Shareholders of record at the close of business on March 11, 1994, will
be entitled to vote at the meeting or any adjournment thereof.
DATED AT CINCINNATI, OHIO THIS 18th day of March, 1994.
JOHN R. LABAR
Secretary
THE MIDLAND COMPANY
537 E. Pete Rose Way
Cincinnati, Ohio 45202
The proxy and statement will first be sent to shareholders on or
about March 18, 1994.
PROXY STATEMENT
The enclosed proxy is solicited by the issuer. Each person giving a
proxy may revoke it at any time before it is voted by giving notice to the
Company in writing or in open meeting, or by a later dated proxy received by
the Company. Any written notice of revocation should be addressed to the
Company as indicated above to the attention of the Secretary. Each valid
proxy received in time will be voted at the meeting, and if a choice is
specified on the ballot, it will be voted in accordance with such
specification. Holders of stock on the books of the Company at the close of
business on the 11th day of March, 1994, are entitled to notice of and to vote
at the meeting. The Company then had outstanding voting securities consisting
of 2,999,081 shares of common stock, the holders of which are entitled to one
(1) vote per share.
PRINCIPAL HOLDERS OF VOTING SECURITIES
The following table sets forth, as of March 11, 1994, the holdings of
persons (including any "group" as that term is used in Section 13(d)(3) of the
Securities Exchange Act of 1934) known by the Company to be the beneficial
owner of more than 5% of its outstanding common stock. Information has been
furnished by the persons listed. Beneficial ownership has been determined in
accordance with rules and regulations of the Securities and Exchange
Commission.
Name and Address of Amount Beneficially
Beneficial Owner Owned Percent of Class
J. P. Hayden, Jr.
537 E. Pete Rose Way
Cincinnati, Ohio 45202 578,217 (1) 19.0%
Burgess L. Doan
1 Riverfront Place
Newport, KY 41071 373,248 (2) 12.4%
Robert W. Hayden
537 E. Pete Rose Way
Cincinnati, Ohio 45202 351,236 (3) 11.7%
1
Name and Address of Amount Beneficially
Beneficial Owner Owned Percent of Class
John R. LaBar
537 E. Pete Rose Way
Cincinnati, Ohio 45202 340,202 (4) 11.3%
William McD. Kite
525 Vine Street
Cincinnati, Ohio 45202 216,359 (5) 7.2%
Gabelli Fund, Inc.
One Corporate Center
Rye, NY 10580 183,900 6.1%
Dimensional Fund
Advisors, Inc.
1299 Ocean Ave.
Suite 650
Santa Monica, CA 90401 166,900 (6) 5.6%
(1) Includes 462,272 shares over which J. P. Hayden, Jr. has sole
voting and investment power, 59,245 over which he has sole voting power only,
10,800 over which he shares voting and investment power, and 45,900 shares that
may be acquired through exercise of options within 60 days of March 11, 1994.
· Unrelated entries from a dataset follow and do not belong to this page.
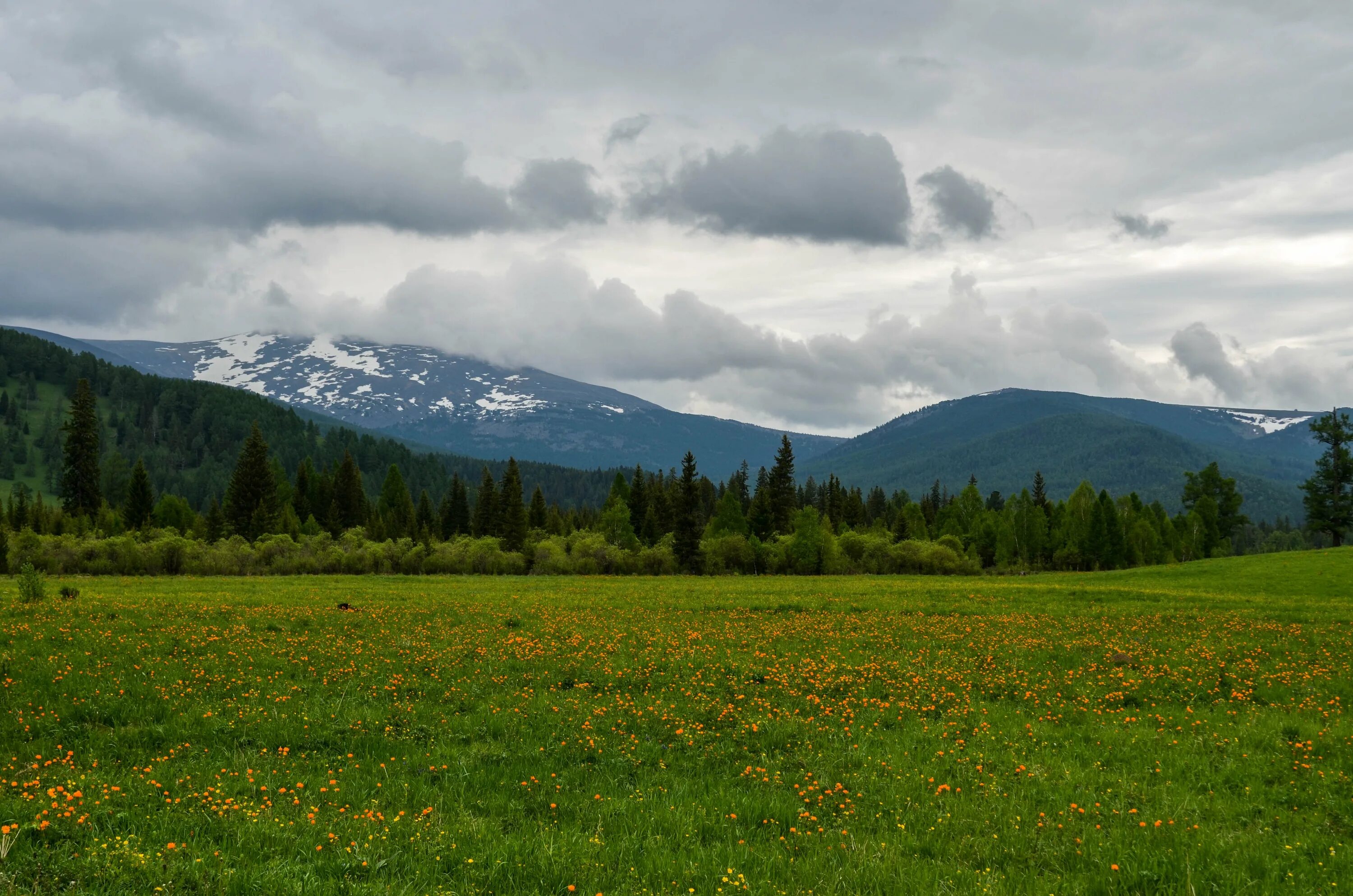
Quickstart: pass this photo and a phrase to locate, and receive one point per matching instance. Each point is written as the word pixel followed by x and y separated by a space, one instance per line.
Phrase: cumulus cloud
pixel 1141 226
pixel 627 130
pixel 830 186
pixel 557 193
pixel 962 205
pixel 1287 378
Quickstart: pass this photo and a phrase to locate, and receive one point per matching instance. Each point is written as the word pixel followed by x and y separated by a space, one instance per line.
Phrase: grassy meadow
pixel 1164 730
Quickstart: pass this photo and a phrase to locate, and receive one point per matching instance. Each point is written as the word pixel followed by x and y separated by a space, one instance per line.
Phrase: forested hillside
pixel 190 433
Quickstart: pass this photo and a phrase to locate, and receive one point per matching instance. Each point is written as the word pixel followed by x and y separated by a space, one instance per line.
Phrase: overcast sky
pixel 803 214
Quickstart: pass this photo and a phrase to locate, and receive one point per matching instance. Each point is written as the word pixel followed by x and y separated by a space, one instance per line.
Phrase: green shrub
pixel 33 588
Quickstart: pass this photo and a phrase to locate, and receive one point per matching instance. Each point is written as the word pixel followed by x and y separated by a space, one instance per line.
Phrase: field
pixel 1172 730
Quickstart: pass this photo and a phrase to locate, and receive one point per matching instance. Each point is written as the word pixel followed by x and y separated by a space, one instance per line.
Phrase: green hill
pixel 190 433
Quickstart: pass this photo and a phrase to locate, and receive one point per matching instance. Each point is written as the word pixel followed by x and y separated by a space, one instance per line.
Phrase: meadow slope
pixel 1157 730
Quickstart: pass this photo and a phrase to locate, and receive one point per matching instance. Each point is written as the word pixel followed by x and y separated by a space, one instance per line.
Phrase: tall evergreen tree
pixel 639 501
pixel 350 503
pixel 455 510
pixel 425 519
pixel 1329 493
pixel 396 505
pixel 686 543
pixel 486 508
pixel 80 487
pixel 538 518
pixel 784 496
pixel 1040 491
pixel 512 512
pixel 251 505
pixel 141 500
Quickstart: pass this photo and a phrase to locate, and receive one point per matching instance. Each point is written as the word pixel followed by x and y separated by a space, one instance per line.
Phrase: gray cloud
pixel 627 130
pixel 555 193
pixel 961 203
pixel 1141 226
pixel 1201 354
pixel 822 186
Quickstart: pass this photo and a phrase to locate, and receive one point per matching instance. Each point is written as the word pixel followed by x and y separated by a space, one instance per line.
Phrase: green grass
pixel 854 735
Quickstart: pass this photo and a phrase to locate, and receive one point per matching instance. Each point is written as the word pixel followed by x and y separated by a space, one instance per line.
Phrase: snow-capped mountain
pixel 459 404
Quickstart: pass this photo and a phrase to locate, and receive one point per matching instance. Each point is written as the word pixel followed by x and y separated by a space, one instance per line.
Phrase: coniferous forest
pixel 117 472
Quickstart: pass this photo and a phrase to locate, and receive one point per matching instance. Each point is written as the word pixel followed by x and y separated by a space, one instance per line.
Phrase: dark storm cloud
pixel 1141 226
pixel 962 205
pixel 627 130
pixel 822 186
pixel 554 193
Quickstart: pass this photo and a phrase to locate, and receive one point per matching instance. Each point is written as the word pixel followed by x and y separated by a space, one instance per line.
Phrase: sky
pixel 811 216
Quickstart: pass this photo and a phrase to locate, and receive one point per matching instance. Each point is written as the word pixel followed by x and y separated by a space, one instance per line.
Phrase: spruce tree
pixel 216 523
pixel 1040 491
pixel 397 508
pixel 80 487
pixel 539 515
pixel 251 504
pixel 686 542
pixel 425 519
pixel 1329 493
pixel 784 497
pixel 455 510
pixel 486 508
pixel 639 501
pixel 350 503
pixel 512 512
pixel 141 500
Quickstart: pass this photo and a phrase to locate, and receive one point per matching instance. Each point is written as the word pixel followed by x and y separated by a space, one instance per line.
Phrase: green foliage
pixel 1329 493
pixel 33 588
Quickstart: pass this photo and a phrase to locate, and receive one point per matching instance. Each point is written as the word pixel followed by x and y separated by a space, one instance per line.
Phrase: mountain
pixel 459 404
pixel 1121 444
pixel 190 433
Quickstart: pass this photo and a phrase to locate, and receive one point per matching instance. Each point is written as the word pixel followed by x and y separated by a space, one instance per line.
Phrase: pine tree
pixel 761 520
pixel 251 504
pixel 396 505
pixel 350 503
pixel 784 497
pixel 455 510
pixel 486 508
pixel 539 516
pixel 80 487
pixel 141 500
pixel 216 523
pixel 1329 493
pixel 686 543
pixel 425 519
pixel 512 512
pixel 1040 491
pixel 639 501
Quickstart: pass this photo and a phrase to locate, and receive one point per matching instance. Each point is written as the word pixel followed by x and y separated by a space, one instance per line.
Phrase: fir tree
pixel 455 510
pixel 396 505
pixel 141 500
pixel 639 501
pixel 251 504
pixel 486 508
pixel 1329 493
pixel 512 512
pixel 1040 491
pixel 350 503
pixel 216 523
pixel 80 488
pixel 784 497
pixel 539 516
pixel 425 519
pixel 686 543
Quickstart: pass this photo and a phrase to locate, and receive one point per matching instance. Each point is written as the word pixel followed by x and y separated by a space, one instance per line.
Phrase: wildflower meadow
pixel 1167 730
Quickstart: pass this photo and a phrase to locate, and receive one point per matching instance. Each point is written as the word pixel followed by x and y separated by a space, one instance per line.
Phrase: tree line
pixel 685 522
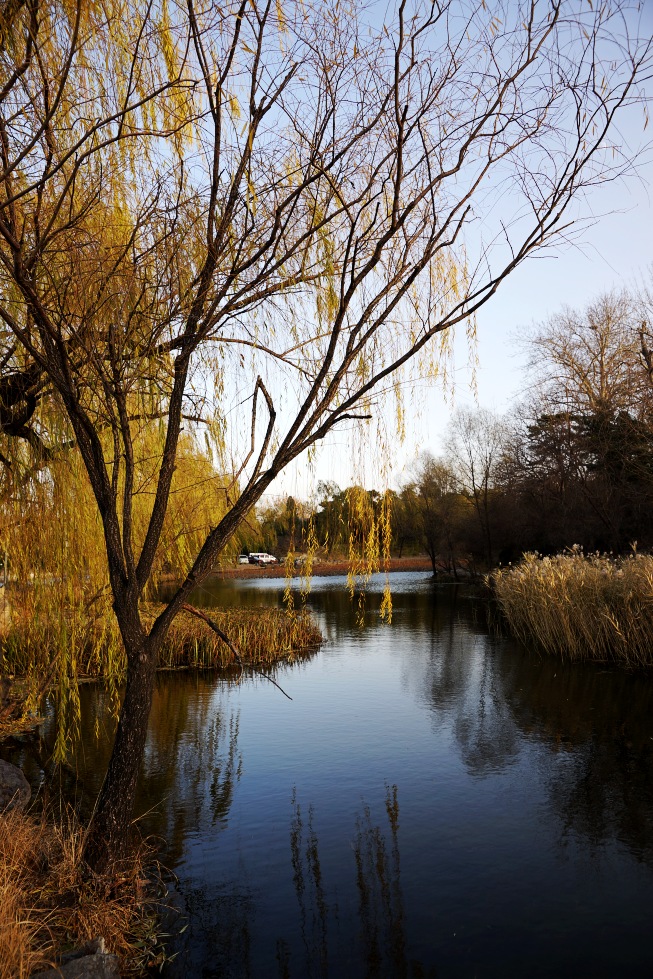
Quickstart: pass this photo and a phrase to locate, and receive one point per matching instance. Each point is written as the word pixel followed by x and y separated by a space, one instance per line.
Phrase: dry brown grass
pixel 592 607
pixel 50 902
pixel 262 636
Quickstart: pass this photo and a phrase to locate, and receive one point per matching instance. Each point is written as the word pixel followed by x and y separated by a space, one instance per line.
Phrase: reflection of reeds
pixel 380 898
pixel 379 892
pixel 309 888
pixel 581 607
pixel 49 902
pixel 262 637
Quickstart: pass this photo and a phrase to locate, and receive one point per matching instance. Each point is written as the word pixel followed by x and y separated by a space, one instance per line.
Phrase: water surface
pixel 434 801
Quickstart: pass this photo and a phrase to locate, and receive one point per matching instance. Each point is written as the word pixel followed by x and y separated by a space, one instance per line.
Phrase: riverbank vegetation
pixel 202 254
pixel 50 902
pixel 580 607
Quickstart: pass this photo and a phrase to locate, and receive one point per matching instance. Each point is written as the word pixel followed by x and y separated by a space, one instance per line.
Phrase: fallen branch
pixel 225 638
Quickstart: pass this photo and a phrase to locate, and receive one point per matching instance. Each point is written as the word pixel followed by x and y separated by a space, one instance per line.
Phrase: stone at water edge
pixel 15 792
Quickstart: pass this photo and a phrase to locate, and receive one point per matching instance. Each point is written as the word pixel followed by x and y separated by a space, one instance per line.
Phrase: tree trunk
pixel 108 835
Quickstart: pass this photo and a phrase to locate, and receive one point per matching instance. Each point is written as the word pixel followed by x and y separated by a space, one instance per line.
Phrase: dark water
pixel 435 801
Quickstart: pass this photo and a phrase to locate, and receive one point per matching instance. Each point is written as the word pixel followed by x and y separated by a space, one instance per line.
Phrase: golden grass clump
pixel 261 636
pixel 50 902
pixel 583 607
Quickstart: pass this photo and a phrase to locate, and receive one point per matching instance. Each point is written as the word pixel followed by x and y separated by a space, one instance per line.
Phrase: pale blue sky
pixel 613 249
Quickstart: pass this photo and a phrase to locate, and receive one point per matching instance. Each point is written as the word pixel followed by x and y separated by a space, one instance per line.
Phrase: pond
pixel 434 800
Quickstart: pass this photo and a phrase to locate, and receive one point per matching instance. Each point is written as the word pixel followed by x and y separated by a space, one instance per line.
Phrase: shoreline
pixel 322 569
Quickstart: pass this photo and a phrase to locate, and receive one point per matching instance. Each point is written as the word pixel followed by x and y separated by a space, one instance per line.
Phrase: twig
pixel 225 638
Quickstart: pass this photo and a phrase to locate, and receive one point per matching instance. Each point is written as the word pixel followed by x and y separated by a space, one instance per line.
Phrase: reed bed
pixel 581 607
pixel 261 636
pixel 51 903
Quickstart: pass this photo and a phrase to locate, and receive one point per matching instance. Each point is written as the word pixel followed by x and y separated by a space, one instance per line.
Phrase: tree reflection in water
pixel 381 937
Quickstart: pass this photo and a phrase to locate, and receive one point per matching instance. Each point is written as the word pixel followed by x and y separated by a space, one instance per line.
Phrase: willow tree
pixel 259 215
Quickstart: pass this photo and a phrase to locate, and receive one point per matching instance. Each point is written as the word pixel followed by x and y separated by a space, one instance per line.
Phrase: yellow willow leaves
pixel 60 623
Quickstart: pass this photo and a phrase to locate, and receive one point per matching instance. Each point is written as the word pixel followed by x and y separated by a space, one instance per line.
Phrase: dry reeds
pixel 50 902
pixel 583 607
pixel 262 637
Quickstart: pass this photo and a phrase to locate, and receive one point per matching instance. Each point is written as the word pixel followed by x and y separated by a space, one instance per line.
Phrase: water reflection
pixel 382 944
pixel 526 790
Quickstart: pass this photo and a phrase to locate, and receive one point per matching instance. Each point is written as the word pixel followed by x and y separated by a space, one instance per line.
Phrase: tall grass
pixel 262 637
pixel 592 607
pixel 50 902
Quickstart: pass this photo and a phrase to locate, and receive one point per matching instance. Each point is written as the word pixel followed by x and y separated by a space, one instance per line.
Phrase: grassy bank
pixel 261 636
pixel 592 607
pixel 37 645
pixel 50 903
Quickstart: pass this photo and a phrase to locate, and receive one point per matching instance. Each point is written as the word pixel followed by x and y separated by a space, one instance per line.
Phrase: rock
pixel 14 788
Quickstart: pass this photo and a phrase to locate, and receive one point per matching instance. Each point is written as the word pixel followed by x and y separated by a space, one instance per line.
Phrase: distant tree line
pixel 573 464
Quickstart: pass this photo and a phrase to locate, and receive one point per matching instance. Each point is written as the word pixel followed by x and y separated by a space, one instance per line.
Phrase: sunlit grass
pixel 582 607
pixel 50 902
pixel 261 636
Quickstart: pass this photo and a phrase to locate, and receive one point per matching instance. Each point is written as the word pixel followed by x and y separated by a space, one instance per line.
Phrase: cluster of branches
pixel 251 205
pixel 574 463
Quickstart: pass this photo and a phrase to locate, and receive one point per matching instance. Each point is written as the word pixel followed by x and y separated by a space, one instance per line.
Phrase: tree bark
pixel 109 832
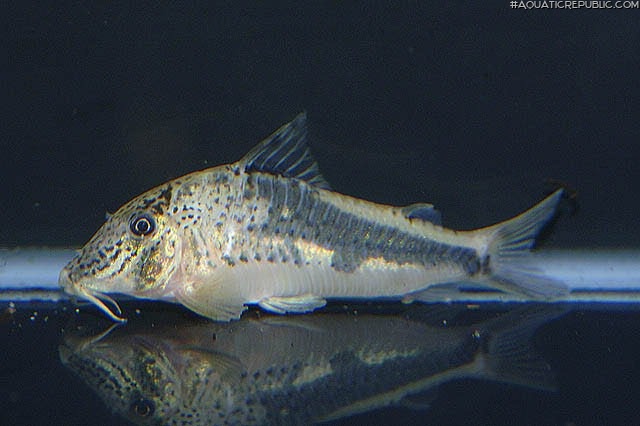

(2) Includes 176,256 shares over which Burgess L. Doan has sole voting
and investment power, including 34,398 shares held in trust for the benefit of
the family of J. P. Hayden, III, and 40,398 shares held in trust for the benefit
of the family of John W. Hayden. These shares held in trust are not shown as
owned beneficially by J. P. Hayden, III or John W. Hayden. In addition, Mr.
Doan shares voting and investment power over 138,000 shares as co-trustee with
William McD. Kite, under agreement with J. Page Hayden, deceased. J. P.
Hayden Jr. is among the beneficiaries of the trust entitled to receive
distribution of income. These trust shares are not shown as beneficially
owned by J. P. Hayden, Jr. Furthermore, Mr. Doan shares voting and investment
power over 58,992 shares held in trust as a co-trustee for the benefit of the
children of Robert W. Hayden.
(3) Includes 337,336 shares over which Robert W. Hayden has sole voting
and investment power, 1,500 shares over which he has sole voting power, and
12,400 shares that may be acquired through exercise of options within 60 days of
March 11, 1994.
2
(4) Includes 325,602 shares over which John R. LaBar has sole voting and
investment power, 1,500 shares over which he has sole voting power, 100 shares
over which he shares voting and investment power, and 13,000 shares that may
be acquired through exercise of options within 60 days of March 11, 1994.
(5) Includes 211,359 shares over which William McD. Kite shares voting
and investment power, including 138,000 shares over which Mr. Kite is a
co-trustee with Burgess L. Doan under agreement with J. Page Hayden, deceased.
J. P. Hayden, Jr. is among the beneficiaries of the trust entitled to receive
distribution of income. These trust shares are not shown as beneficially
owned by J. P. Hayden, Jr. In addition, it includes 58,987 shares over which
Mr. Kite is a co-trustee for the benefit of children of Robert W. Hayden.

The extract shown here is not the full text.